There’s nothing wrong with the logic of how your system works so why would I attack it? My posts were not about how your system worked internally to itself, they refer to how it would match up against the old system.

I’m saying two things;

1) I think you were not accurate when you said the original system had flaws. The flaws in the system come from the data inputs, not the way it calculates dollar values.

2) I don’t understand the point of your new system. I don’t understand its value. Or are you saying you don’t, as of yet, know if it has value and are just getting it out there?

John Burnson said...

KY, I did not ask where your projections come from. I asked “How do you determine the ‘best projections’”?

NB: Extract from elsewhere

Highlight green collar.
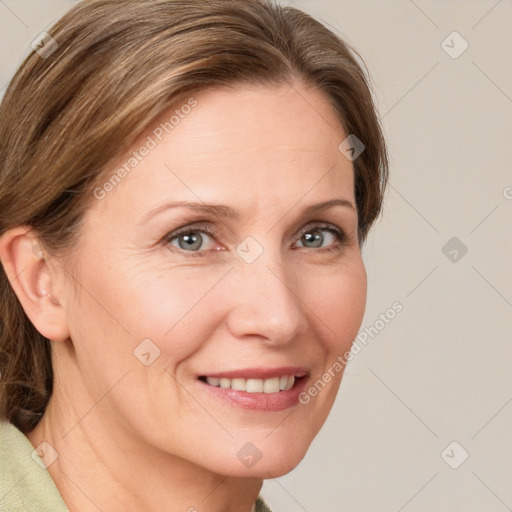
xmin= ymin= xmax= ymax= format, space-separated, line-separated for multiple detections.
xmin=0 ymin=421 xmax=68 ymax=511
xmin=0 ymin=421 xmax=273 ymax=512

You seem 100% devoted to the current system. Presumably you have had success with it. Me, I do not believe that our methods are as sound as they can be. What I am trying to do here is explore an alternate and untried means.

KY said...

“but it’s bound to frustrate some people.”

…especially if it hasn’t been proven to return a more accurate dollar value yet.

I don’t think the normal method is piece mail at all. Its 100% calculated in a simple way. You take the best projections, assume those will be the stats for the end of the year, and divide them by the dollars available to spend. Each player gets their portion. If you used the actual end of year stats and a 50/50 split for dollars you would get exact dollar values for every player that perfectly reflect their value.

If someone spent a penny more then your dollar value using end of year stats and the other guy in your two team league spend a penny less, he would lose 100% of the time.

There’s nothing incorrect about the regular method, its the fact that the 65/35 split is up for debate, players enter the pool mid season, that many league allow keepers and that nobody performs to projection that cause the dollar values to not be 100% accurate. Now if you want to debate how to quantify those, that would add value.

I’d love to explore a better way but it just feels like here you are misrepresenting things to say the old way “seems wrong” and that this way, as of yet, has value.

KY said...

The best projections are the ones that come the closest to the eventual end of year numbers. The only thing you can do is look at historically who has produced accurate projections in the past and hope they do so again.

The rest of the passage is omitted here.